SADC moves to remove trade barriers

Staff Reporter

Zimbabwe is hosting the 40th annual SADC Technical Barriers to Trade (TBT) Cooperation Structures meeting in Victoria Falls, a platform where the community’s member States are deliberating on setting up fundamentals that ensure conformity, fairness and competitiveness in commerce and industry.

Running under the theme ‘Promoting regional harmonisation of standards for industrialisation and economic growth’, the meeting kicked off on a high note as SADC member States discussed metrology: a basic science of measurement aiming to ensure the accuracy of various tools that determine size, quantity and dimensions.

All the 16 member States of SADC send in representatives for the meetings, with Botswana and Seychelles attending via Zoom.

Metrology formulates the basis of standards and conformity for inter-States trade globally, hence it is the obligation of SADC member States to ensure they regulate and assess the accuracy of various instruments of measure in their respective countries.

Meanwhile, the meeting comes at a time when the continent is waking up to the urgent need for self-reliance as United States (US) President Donald Trump embarks on a crusade to cut off aid to Africa and other developing regions.

In a rapid march towards consolidating intra-Africa trade, the delegates resolved by consensus to host the regional workshop on Regulatory Impact Assessment (RIA) to enable them to account and take stock of the effectiveness and areas of improvement for effective capacity utilisation.
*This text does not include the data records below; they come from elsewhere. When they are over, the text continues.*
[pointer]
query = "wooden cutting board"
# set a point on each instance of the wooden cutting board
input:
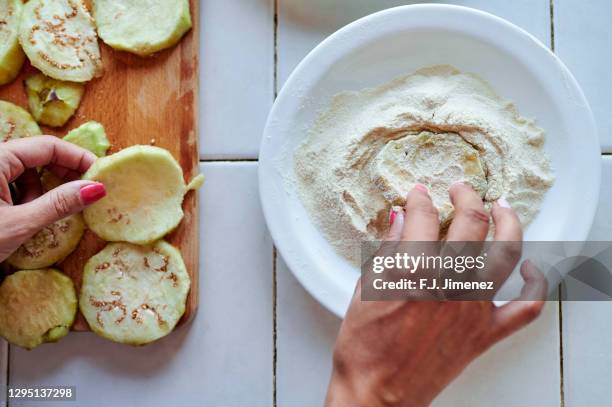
(142, 101)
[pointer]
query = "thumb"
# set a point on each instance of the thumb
(63, 201)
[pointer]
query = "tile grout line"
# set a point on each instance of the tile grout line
(8, 371)
(561, 383)
(552, 24)
(229, 160)
(274, 251)
(560, 300)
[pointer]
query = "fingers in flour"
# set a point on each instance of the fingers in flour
(421, 219)
(471, 221)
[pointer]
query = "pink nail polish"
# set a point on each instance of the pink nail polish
(503, 203)
(392, 215)
(421, 188)
(92, 193)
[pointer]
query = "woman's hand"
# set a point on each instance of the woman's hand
(404, 353)
(19, 160)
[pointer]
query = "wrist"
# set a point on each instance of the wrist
(361, 389)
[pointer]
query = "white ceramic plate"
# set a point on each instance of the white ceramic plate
(396, 42)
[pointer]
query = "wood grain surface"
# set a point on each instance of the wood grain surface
(139, 100)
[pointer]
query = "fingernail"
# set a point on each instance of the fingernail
(392, 215)
(92, 193)
(503, 203)
(421, 188)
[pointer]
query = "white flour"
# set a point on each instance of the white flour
(366, 151)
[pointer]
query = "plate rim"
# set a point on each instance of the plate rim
(265, 163)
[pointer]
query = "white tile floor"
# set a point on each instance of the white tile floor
(226, 357)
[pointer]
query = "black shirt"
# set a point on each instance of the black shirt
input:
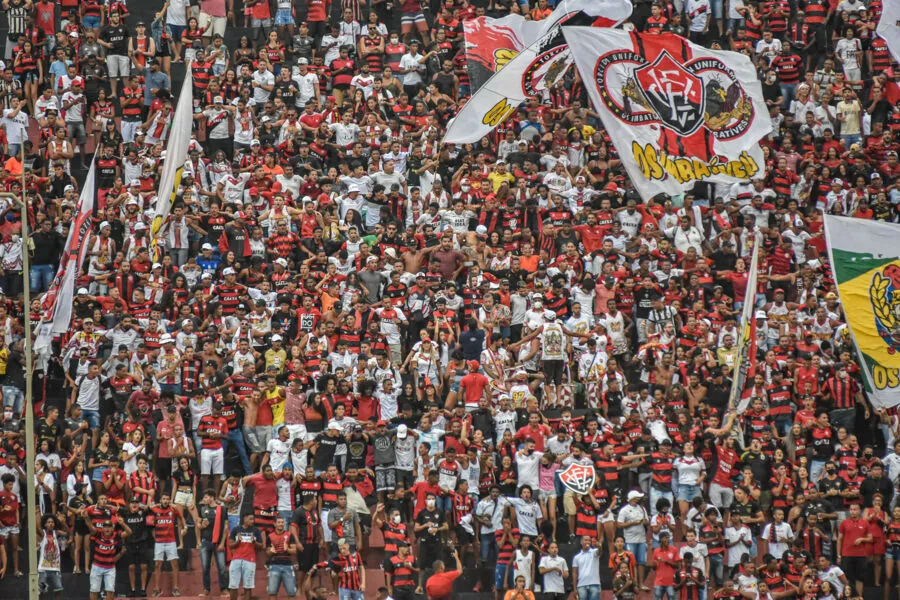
(434, 517)
(117, 36)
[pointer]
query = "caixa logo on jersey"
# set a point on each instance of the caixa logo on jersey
(578, 478)
(685, 98)
(546, 70)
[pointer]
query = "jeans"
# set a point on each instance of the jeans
(345, 594)
(237, 438)
(655, 495)
(40, 277)
(850, 139)
(667, 590)
(787, 94)
(207, 551)
(282, 574)
(488, 547)
(815, 469)
(588, 592)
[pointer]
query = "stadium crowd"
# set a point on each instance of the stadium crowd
(352, 327)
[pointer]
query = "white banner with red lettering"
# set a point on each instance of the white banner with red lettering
(677, 113)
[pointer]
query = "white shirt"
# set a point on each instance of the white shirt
(633, 534)
(554, 583)
(588, 564)
(262, 79)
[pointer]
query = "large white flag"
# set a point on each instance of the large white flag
(533, 71)
(492, 43)
(889, 27)
(56, 304)
(176, 155)
(677, 113)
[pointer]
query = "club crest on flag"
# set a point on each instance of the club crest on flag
(696, 99)
(884, 294)
(578, 478)
(671, 91)
(546, 70)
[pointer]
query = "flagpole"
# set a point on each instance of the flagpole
(30, 450)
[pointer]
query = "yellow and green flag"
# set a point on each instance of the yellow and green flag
(865, 259)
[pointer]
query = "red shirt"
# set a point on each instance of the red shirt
(852, 530)
(474, 383)
(538, 435)
(665, 573)
(266, 493)
(440, 585)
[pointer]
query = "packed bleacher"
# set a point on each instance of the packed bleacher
(356, 360)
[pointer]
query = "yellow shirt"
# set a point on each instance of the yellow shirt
(277, 403)
(276, 358)
(497, 179)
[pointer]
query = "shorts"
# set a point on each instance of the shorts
(284, 17)
(855, 567)
(308, 557)
(252, 440)
(463, 537)
(76, 133)
(212, 462)
(502, 580)
(385, 479)
(553, 370)
(687, 493)
(183, 498)
(92, 417)
(164, 551)
(50, 581)
(118, 65)
(241, 571)
(413, 17)
(7, 532)
(103, 579)
(282, 574)
(175, 31)
(211, 25)
(546, 495)
(639, 551)
(137, 554)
The TBT meeting reflects the continent’s political will to implement Africa Continental Free Trade Areas (AfCFTA), an initiative that was adopted to promote trade and commerce among African nations.

Zimbabwe, under the stewardship of President Emmerson Mnangagwa, who is also the current SADC Chairman, continues to set the pace and standard as the TBT’s 2025 theme resonates with the Second Republic’s mantra to industrialise and modernise Zimbabwe.